Long popular in Asia, floating solar catches on in US
A lesser-known form of solar power that has several advantages over the traditional kind is gaining traction
When Joe Seaman, the city planner for the working class town of Cohoes, New York, Googled the term “floating solar,” he didn’t even know it was a thing. What he did know is that his tiny town needed an affordable way to get electricity and had no extra land. But looking at a map, one feature stood out, he said. “We have this 14-acre water reservoir.”
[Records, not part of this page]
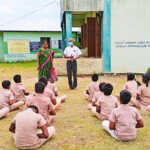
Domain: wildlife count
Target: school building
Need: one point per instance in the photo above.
(17, 45)
(115, 30)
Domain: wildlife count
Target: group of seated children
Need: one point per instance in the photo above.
(39, 108)
(119, 120)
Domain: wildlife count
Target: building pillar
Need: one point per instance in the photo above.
(107, 36)
(63, 35)
(68, 26)
(1, 47)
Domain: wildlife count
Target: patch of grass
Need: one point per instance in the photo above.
(76, 127)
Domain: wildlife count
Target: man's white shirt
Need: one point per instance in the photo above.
(72, 51)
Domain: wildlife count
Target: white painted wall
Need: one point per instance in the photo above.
(130, 22)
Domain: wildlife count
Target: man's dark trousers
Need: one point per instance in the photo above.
(72, 71)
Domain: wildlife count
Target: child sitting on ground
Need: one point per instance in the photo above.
(123, 120)
(105, 104)
(51, 85)
(19, 90)
(97, 95)
(7, 102)
(92, 88)
(144, 93)
(25, 126)
(131, 86)
(49, 93)
(41, 101)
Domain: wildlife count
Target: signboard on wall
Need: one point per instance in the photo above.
(18, 46)
(34, 46)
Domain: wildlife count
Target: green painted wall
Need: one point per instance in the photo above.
(31, 36)
(1, 46)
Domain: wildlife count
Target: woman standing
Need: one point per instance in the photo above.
(45, 62)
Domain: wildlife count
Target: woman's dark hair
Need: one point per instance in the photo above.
(39, 87)
(146, 79)
(101, 86)
(17, 78)
(125, 97)
(43, 80)
(108, 88)
(95, 77)
(6, 84)
(35, 108)
(130, 76)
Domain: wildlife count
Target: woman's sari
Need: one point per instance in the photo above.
(46, 64)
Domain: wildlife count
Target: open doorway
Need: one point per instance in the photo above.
(91, 36)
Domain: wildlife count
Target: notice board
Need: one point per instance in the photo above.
(18, 46)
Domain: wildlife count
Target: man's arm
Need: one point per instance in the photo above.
(44, 133)
(12, 127)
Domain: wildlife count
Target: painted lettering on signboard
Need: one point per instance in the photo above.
(18, 46)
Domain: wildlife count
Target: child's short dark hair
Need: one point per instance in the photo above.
(34, 107)
(101, 86)
(125, 97)
(95, 77)
(17, 78)
(108, 88)
(146, 79)
(130, 76)
(6, 84)
(44, 80)
(39, 87)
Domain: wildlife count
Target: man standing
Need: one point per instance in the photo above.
(72, 53)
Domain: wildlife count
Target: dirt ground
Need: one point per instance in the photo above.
(76, 128)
Seaman soon found the reservoir could hold enough solar panels to power all the municipal buildings and streetlights, saving the city more than $500,000 each year. He had stumbled upon a form of clean energy that is steeply ramping up. Floating solar panel systems are beginning to boom in the United States after rapid growth in Asia. They're attractive not just for their clean power and lack of a land footprint, but because they also conserve water by preventing evaporation.
A study published in the journal Nature Sustainability in March found that thousands of cities -- more than 6,000 in 124 countries -- could generate an amount equal to all their electricity demand using floating solar, making it a climate solution to be taken seriously. In the process, they could save roughly enough water each year to fill 40 million Olympic-sized swimming pools.
Zhenzhong Zeng, a contributor on that study and associate professor at the Southern University of Science and Technology in Shenzhen, China, said in the United States, counties across Florida, Nevada, and California have the potential to generate more power than they use. Of course, they would need a mix of energy to actually provide power all hours of the day, Zeng said.